DYP’nin diğer bir seçeneği, diğer merkez partilerini, RP’nin yükselişinin kendilerine yönelik bir tehdit olduğuna ikna edebilmesidir. Gerçekten de alabildiğine tıkanma içindeki sistemin krizi aşabilmesinde RP’nin bir alternatif olarak ortaya çıkması merkez sağ ve solun birçok kadrosunun tasfiyesine yolaçabilir. Kamuoyunda ANAYOL olarak dillendirilen seçenek uzun bir süredir gündemde ve RP tehditine karşı hayata geçirilebilir. Fakat TBMM Başkanı Hüsamettin Cindoruk, böyle bir “mutabakat hükümeti”nin başına aday olduğunu deklare ettiği için ve görüldüğü kadarıyla ondan daha şanslı bir aday da olmadığı için Çiller’in bu çözümü mümkün olduğunca ertelemesi beklenebilir.

ANAP’IN TAVRI: SERİNKANLILIK

ANAP yönetimi, RP’ye karşı, açıkça dile getirmekten çekinmedikleri gibi, sert bir muhalefet geliştirmiyor. ANAP’ın hedefi koalisyon partilerinin, diğer bir deyişle merkezdeki ciddi rakiplerininin mümkün olduğunca yıpranmasıdır. Ayrıca RP’ye laiklik, Atatürkçülük gibi konularda yüklenerek tabanındaki muhafazakâr kesimleri ürkütmek istemiyor.

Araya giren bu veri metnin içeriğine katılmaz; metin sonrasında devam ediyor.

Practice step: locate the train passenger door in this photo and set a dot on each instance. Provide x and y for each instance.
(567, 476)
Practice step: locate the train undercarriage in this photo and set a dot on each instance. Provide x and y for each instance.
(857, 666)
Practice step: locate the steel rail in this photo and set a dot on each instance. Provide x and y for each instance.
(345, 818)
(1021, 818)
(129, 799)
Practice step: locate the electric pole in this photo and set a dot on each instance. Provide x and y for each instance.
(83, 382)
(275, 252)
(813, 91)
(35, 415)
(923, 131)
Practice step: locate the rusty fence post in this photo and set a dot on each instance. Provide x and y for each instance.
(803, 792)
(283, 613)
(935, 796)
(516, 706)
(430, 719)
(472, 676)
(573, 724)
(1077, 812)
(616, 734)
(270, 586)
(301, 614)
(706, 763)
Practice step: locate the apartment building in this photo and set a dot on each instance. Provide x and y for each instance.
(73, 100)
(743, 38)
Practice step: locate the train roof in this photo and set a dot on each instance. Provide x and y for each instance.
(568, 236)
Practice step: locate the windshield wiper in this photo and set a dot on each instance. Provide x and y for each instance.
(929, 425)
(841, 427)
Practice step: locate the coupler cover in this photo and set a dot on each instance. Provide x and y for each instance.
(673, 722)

Mesut Yılmaz, yerel seçimlerden merkezin tek gücü olarak çıkmak istiyor; bu arada merkezde istikbal vaadeden DSP’yle sıcak ilişkisini zedelemeden, belki onu da yedeğine alarak hükümeti talep etmesi beklenebilir.

ANAP’ın, RP ile hesaplaşmasını seçim sonrasına bıraktığı söylenebilir. Seçimlerden birinci parti olarak çıkmış bir ANAP’ın zaten seçime kadar alabildiğine yıpranmış bir RP’yle daha kolay başedebileceği söylenebilir. Daha şimdiden, RP’den korkan seçmenin “oylar bölünmesin” kaygısıyla birinci sırada görünen ANAP’a yöneldiğine dair ortada ciddi işaretler mevcut.

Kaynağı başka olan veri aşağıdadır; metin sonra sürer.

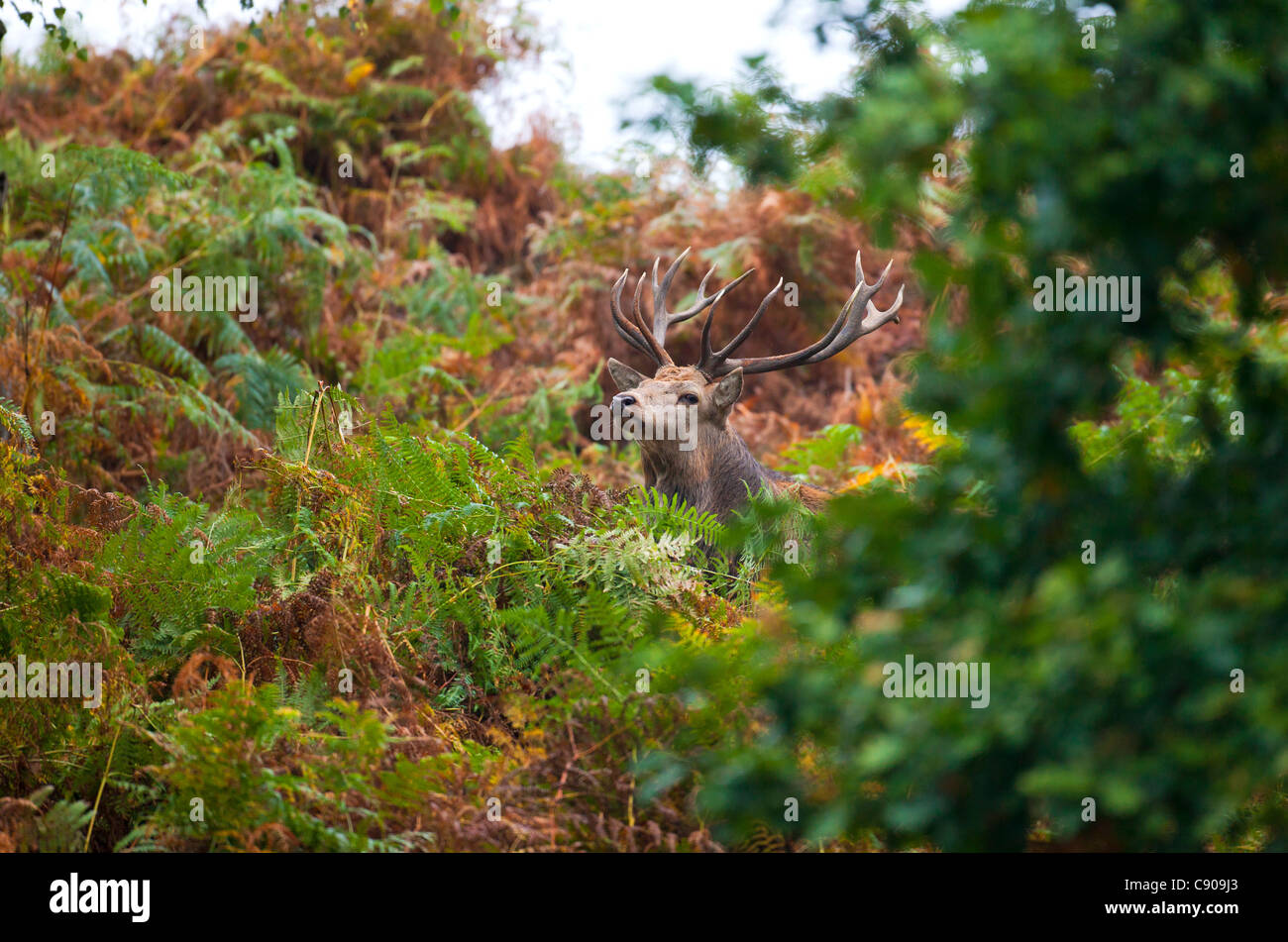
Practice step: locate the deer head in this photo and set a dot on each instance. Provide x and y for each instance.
(715, 471)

MSP kökenli nitelikli kadrolara sahip olan ANAP’ın, RP’yi en iyi tanıyan parti olduğu, bu nedenle diğerlerine kıyasla daha etkili bir eleştiri geliştirebileceği de söylenebilir. Öte yandan ANAP’ın, RP’ye karşı cihadın bayraktarlığını yapan DSP ile işbirliğine gitmesi durumunda işi daha da kolaylaşacaktır.

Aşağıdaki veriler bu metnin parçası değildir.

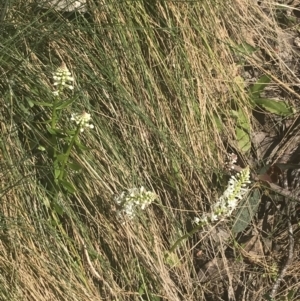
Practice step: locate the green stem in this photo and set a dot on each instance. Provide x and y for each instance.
(68, 152)
(184, 237)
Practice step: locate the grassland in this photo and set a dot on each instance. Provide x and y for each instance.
(160, 80)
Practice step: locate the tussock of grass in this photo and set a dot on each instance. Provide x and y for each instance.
(156, 77)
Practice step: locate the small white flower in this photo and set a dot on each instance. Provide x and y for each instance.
(228, 201)
(133, 199)
(82, 120)
(62, 78)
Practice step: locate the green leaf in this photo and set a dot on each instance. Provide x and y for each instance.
(68, 186)
(243, 140)
(56, 132)
(59, 209)
(246, 212)
(61, 157)
(74, 166)
(65, 103)
(243, 120)
(259, 86)
(246, 48)
(42, 104)
(56, 173)
(81, 146)
(218, 122)
(273, 106)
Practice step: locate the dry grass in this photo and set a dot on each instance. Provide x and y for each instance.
(155, 77)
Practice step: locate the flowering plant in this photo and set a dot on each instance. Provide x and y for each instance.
(227, 203)
(61, 136)
(236, 189)
(132, 200)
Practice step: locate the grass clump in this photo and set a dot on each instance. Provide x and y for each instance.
(158, 85)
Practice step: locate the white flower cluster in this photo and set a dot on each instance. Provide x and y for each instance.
(82, 120)
(132, 200)
(62, 78)
(227, 203)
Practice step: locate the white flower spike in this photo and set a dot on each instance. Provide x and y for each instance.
(62, 78)
(82, 120)
(131, 200)
(227, 203)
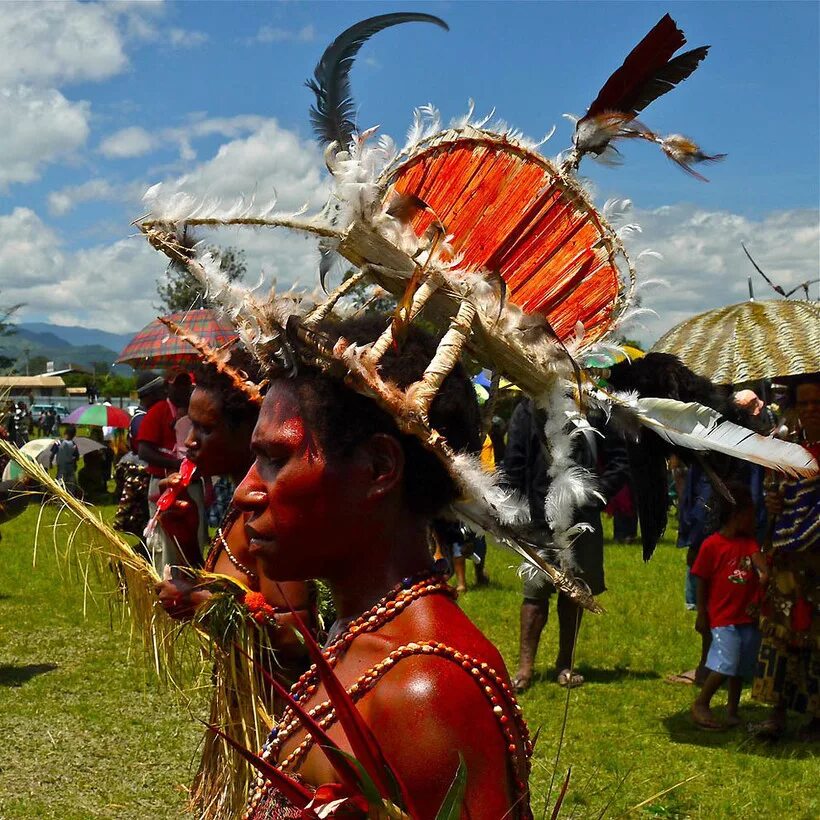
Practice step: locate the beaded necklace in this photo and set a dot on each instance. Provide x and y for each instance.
(220, 544)
(494, 687)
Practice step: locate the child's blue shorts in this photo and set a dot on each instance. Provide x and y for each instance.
(734, 650)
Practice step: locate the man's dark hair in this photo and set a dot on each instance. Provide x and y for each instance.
(342, 418)
(237, 408)
(799, 381)
(743, 499)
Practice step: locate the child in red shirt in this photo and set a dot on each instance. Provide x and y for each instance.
(727, 568)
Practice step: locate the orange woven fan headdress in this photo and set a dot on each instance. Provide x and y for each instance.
(501, 248)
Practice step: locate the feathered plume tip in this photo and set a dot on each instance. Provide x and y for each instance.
(649, 71)
(697, 427)
(571, 486)
(334, 112)
(218, 359)
(521, 541)
(504, 504)
(180, 209)
(685, 153)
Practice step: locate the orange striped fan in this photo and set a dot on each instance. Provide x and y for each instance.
(509, 211)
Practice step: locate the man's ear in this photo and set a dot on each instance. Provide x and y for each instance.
(383, 458)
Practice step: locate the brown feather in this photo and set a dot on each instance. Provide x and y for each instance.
(642, 63)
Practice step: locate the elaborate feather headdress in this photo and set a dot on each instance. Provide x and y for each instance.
(500, 247)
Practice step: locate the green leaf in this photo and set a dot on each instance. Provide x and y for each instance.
(368, 787)
(454, 799)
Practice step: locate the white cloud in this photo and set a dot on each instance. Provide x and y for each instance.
(271, 163)
(135, 141)
(66, 199)
(182, 38)
(128, 142)
(110, 286)
(30, 254)
(274, 34)
(39, 126)
(704, 263)
(58, 43)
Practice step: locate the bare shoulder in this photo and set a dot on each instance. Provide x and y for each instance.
(441, 695)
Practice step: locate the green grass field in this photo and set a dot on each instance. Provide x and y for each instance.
(87, 731)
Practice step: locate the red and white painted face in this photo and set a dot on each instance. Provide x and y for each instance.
(306, 510)
(807, 405)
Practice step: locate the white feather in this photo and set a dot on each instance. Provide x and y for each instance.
(697, 427)
(504, 504)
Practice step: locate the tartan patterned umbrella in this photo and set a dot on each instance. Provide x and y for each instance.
(749, 341)
(156, 346)
(98, 415)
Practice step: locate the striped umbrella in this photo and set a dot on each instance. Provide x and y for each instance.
(750, 341)
(156, 346)
(98, 415)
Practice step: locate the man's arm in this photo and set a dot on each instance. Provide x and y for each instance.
(425, 713)
(148, 451)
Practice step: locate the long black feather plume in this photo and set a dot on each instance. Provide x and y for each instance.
(674, 72)
(334, 112)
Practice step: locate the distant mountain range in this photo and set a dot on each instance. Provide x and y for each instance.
(63, 345)
(79, 335)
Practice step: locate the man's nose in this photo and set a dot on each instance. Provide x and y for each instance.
(250, 494)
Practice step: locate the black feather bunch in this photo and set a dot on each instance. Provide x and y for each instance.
(649, 71)
(334, 112)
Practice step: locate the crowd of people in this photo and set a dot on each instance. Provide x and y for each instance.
(355, 464)
(751, 554)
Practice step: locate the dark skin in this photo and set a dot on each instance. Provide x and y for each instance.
(218, 448)
(347, 521)
(740, 525)
(807, 406)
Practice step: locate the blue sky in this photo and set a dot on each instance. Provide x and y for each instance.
(158, 90)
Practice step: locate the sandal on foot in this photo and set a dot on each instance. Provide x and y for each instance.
(521, 683)
(809, 733)
(766, 729)
(570, 679)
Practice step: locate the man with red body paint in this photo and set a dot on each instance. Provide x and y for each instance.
(336, 492)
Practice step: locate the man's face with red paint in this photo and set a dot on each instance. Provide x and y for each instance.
(306, 511)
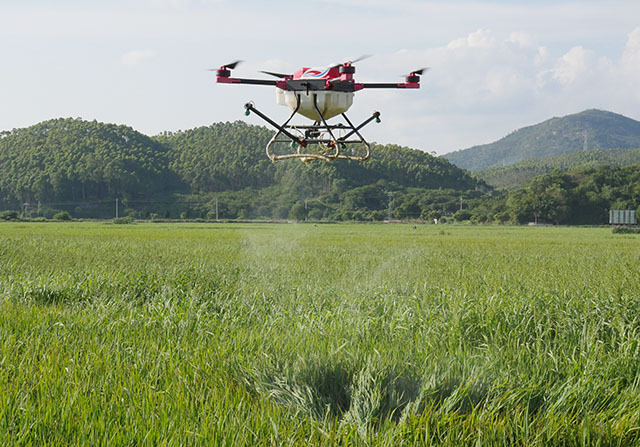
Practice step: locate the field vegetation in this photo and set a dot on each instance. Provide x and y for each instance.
(203, 334)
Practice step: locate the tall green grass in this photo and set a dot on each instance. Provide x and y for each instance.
(318, 335)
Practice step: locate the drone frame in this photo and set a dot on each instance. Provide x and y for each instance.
(337, 78)
(312, 136)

ANAP’ın RP’ye karşı serinkanlılığı üzerine birçok spekülasyon yapılabilir. Örneğin seçim sonrasında, hep ince bir ip üzerinde politika yapma kaderine sahip olan RP’de, vaktiyle MSP’den Nizam Partisi’nin kopması gibi, hattâ bundan daha önemli kopuşlar yaşanabilir. Her ne kadar RP’de bölünmeye yönelik en ufak bir alamet bile gözükmüyorsa da birilerinin derinden derine bunun hesaplarını yapıyor olması hiç şaşırtıcı olmaz. Böyle bir ihtimalde RP’den kopacaklar için ANAP sıcak bir yuva olacaktır.

Seçim sonrası bir koalisyona kadar varabilecek ANAP-RP işbirliği de pekala gündeme gelebilir. Ancak tek başına iktidara yürüdükleri yanılgısı içindeki RP tabanını buna ikna etmek zor olacağından böyle bir seçenek için “devlet partisi”nin bilfiil devreye girmesi gerekecektir.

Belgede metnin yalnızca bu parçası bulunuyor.